The Tank is not one to bottle up our woes. "A problem shared is a problem halved," has always been our motto, which may explain why we were rather perfunctorily thrown out of that maths GCSE exam.
But all too often we've met with this rather surprising response from supposed friends: "Oh boo hoo, I'm playing the world's smallest violin," they say, with a convincing mime. "And don't forget you still owe me a fiver."
Although a demand for repayment is no bolt from the blue, the Tank was none the wiser as to why our friends would reference tiny instruments. That is until today, when their subtle ecological message finally filtered through.
You see for 250 years Brazil's pernambuco tree has been used to create the finest bows, but the pernambuco are disappearing faster than bacon rolls off Chris Moyles' breakfast platter. And with bow supplies declining, it stands to reason our friends' violins are shrinking.

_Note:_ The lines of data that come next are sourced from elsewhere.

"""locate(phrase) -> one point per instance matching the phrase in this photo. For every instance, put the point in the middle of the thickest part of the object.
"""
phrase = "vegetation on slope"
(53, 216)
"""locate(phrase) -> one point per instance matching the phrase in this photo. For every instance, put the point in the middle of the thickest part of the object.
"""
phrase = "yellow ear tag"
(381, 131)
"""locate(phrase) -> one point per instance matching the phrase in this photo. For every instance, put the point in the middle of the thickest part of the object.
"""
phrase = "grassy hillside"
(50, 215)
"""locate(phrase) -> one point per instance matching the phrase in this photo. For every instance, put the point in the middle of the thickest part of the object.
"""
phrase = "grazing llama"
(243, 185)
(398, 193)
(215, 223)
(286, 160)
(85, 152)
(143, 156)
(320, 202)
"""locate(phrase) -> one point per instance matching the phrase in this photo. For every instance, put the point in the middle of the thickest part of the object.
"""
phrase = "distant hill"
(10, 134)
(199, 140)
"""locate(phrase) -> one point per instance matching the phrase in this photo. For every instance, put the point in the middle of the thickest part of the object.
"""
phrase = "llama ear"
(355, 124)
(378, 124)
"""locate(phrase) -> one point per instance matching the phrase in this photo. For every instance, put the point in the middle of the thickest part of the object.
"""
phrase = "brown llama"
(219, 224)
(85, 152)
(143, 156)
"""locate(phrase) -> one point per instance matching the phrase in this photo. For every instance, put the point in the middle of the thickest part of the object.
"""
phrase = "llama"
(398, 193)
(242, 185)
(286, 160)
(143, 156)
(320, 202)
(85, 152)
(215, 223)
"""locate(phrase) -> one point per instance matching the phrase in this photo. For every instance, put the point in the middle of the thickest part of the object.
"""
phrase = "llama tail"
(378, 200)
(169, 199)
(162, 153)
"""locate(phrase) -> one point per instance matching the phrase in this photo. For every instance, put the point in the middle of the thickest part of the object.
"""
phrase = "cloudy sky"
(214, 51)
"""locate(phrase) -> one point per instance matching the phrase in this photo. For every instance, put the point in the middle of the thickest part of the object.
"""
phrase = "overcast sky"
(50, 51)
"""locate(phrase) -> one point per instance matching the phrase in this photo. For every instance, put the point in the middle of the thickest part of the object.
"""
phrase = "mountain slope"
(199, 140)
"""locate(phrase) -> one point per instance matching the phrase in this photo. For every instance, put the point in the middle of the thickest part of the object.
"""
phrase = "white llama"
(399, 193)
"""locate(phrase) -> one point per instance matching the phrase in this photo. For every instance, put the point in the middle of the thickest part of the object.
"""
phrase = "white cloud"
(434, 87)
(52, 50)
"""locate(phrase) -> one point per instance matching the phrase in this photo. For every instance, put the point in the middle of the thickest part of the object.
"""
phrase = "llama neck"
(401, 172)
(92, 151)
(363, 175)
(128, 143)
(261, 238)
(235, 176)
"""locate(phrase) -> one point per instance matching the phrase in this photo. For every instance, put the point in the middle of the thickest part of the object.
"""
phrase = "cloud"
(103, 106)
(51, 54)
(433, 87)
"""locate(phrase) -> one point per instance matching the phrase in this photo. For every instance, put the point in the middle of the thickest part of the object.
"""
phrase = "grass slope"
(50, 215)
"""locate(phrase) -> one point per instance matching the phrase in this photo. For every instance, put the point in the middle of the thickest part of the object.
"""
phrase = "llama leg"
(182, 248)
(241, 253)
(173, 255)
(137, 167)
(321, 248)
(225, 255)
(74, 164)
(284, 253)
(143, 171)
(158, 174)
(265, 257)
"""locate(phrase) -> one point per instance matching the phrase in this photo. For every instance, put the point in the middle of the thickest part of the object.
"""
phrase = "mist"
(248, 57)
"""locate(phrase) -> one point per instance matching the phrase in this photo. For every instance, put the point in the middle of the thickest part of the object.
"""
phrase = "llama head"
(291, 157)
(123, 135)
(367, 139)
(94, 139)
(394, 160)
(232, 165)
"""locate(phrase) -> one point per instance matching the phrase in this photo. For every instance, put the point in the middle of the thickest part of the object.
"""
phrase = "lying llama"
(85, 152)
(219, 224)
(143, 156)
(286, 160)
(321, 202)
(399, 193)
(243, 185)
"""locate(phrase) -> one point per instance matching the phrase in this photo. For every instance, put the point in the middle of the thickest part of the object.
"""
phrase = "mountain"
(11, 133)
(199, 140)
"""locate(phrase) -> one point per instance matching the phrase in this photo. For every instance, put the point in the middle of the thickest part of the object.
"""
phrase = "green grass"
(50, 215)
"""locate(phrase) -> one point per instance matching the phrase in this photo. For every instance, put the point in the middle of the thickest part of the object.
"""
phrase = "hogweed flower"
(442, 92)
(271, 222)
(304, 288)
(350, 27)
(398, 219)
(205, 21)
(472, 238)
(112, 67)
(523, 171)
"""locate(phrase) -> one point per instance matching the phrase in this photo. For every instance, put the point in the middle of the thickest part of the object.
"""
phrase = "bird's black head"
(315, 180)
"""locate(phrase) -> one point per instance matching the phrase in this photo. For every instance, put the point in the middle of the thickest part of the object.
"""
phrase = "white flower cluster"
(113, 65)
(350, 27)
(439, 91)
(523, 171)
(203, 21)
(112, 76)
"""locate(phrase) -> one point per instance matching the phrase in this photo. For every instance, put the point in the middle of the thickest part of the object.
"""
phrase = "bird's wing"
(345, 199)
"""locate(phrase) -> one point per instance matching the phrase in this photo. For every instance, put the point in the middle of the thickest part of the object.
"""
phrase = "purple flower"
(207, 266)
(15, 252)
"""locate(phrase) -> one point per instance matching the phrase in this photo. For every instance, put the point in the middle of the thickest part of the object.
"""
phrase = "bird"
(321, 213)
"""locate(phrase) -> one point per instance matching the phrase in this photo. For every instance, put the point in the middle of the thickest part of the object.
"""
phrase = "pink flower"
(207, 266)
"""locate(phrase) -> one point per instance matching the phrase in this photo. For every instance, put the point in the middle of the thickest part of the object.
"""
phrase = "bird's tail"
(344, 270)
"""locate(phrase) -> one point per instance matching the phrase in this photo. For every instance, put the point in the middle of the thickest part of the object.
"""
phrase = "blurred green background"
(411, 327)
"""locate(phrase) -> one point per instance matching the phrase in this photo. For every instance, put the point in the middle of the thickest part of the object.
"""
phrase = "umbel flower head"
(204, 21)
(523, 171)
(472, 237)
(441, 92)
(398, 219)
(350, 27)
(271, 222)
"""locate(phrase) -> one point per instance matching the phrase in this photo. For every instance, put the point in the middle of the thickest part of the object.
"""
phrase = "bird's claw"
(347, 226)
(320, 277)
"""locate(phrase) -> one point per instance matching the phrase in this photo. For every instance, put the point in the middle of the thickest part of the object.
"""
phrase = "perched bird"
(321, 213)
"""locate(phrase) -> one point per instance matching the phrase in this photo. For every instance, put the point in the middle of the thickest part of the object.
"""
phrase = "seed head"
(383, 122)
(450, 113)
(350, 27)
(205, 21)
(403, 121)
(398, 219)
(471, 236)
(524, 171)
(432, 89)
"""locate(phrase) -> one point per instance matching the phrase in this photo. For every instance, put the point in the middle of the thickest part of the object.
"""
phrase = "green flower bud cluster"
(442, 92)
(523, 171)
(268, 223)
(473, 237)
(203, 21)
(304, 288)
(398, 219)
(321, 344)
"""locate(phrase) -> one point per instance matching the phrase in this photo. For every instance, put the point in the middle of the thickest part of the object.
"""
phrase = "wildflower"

Fortunately, a network of bow-makers calling themselves the International Pernambuco Conservation Initiative has leapt in to action as only artisans know how: spending a decade collating a three volume reference guide called "The Conservation, Restoration, and Repair of Stringed Instruments and Their Bows" and then flogging it for £925 (or a more reasonable $1,395).
There is, of course, a small chance this won't raise enough funds, so it's just as well there's a back-up plan...
Nope, our mistake. Apparently there isn't a back-up plan and the pernambuco has now been added to Appendix 2 of the Convention on International Trade in Endangered Species of Wild Flora and Fauna.
The Tank does have some alternative suggestions, but according to a classically trained acquaintance we might have misunderstood the precise meaning of Bach's Air on the G-String.
Looks like we'll be buying that book then – or Don McLean's classic slice of Americana will prove to be far too prophetic.